Pupils from St Lawrence Primary were over the moon when they got an opportunity to handle billion-years-old space rocks and meteorites - along with a 1.2 billion-year-old piece of Mars rock.
It was all part of special science lessons on space exploration.
The rare samples were provided by the UK’s Science and Technology Facilities Council which provides education packs to schools in a bid to inspire children to get involved in science.
As well as the Mars rock, youngsters at St Lawrence Primary also had a chance to handle a 4.3 billion-year-old nickel meteorite.
A school spokesman said: “It is unlikely that students will ever get the chance to hold an object older than this, as Earth itself was formed 4.6 billion years ago.”

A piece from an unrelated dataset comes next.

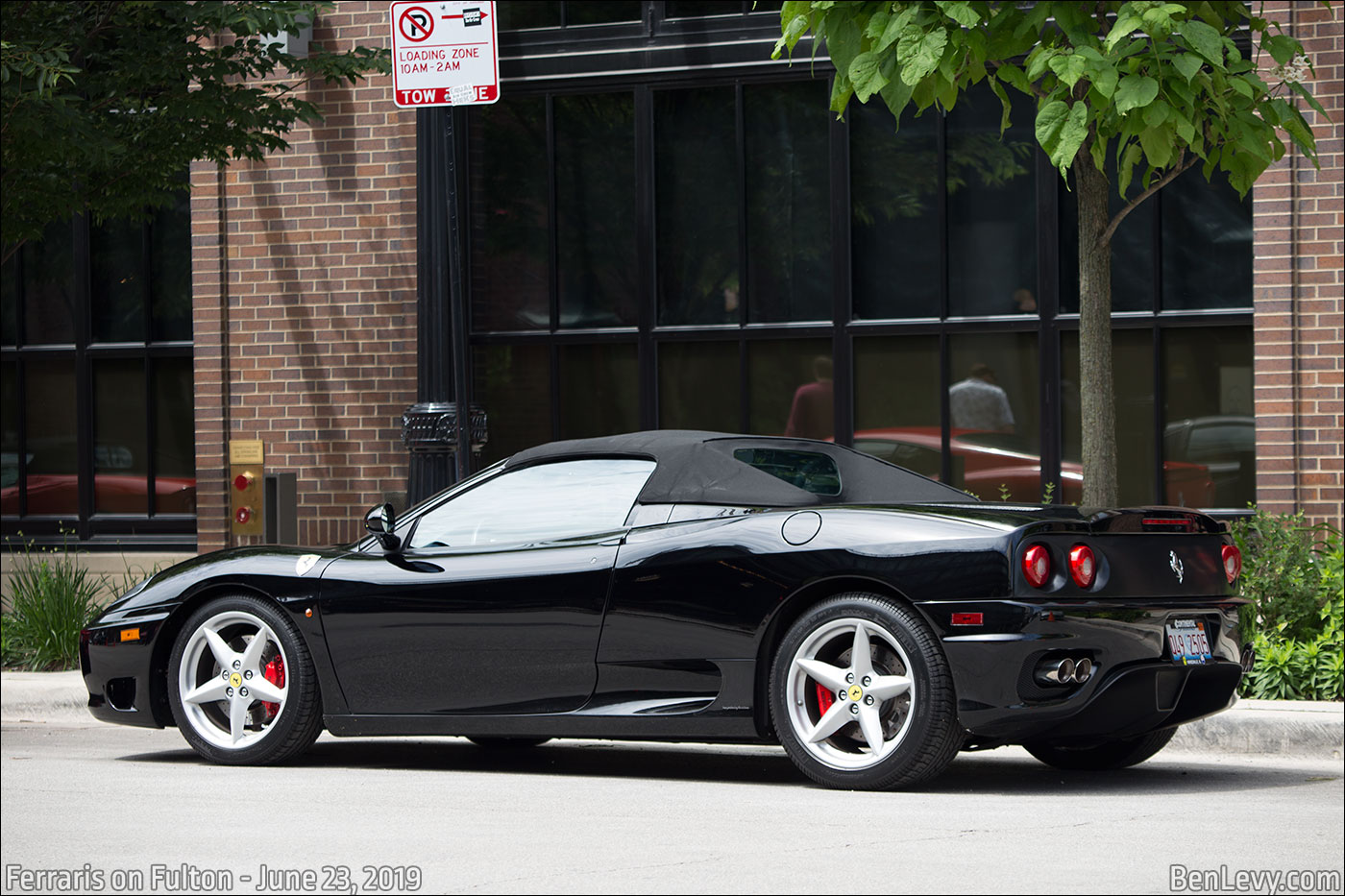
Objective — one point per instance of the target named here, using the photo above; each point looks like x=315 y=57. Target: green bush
x=53 y=597
x=1293 y=573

The lunar samples were collected in the late 1960s and early 1970s during some of NASA’s first manned space missions to the moon.
During the missions, a staggering 382kg of material was brought back to Earth – mostly for use by scientists.
Science and Technology Facilites Council chairman Professor Mark Thomson said: “We are thrilled to be able to offer this unique opportunity to young people.
“It is not often they will be able to see close-up, and actually touch, such important fragments of science history.
“Samples like these are vital in teaching us more about our solar system, allowing us to confront theory with fact.
“We hope this experience will encourage the students to take up a career in science.”
In June 2003 the European Space Agency launched Mars Express, a mission to study the Red Planet in detail, which is now sending back exciting information, including evidence of methane, that might point to the existence of life.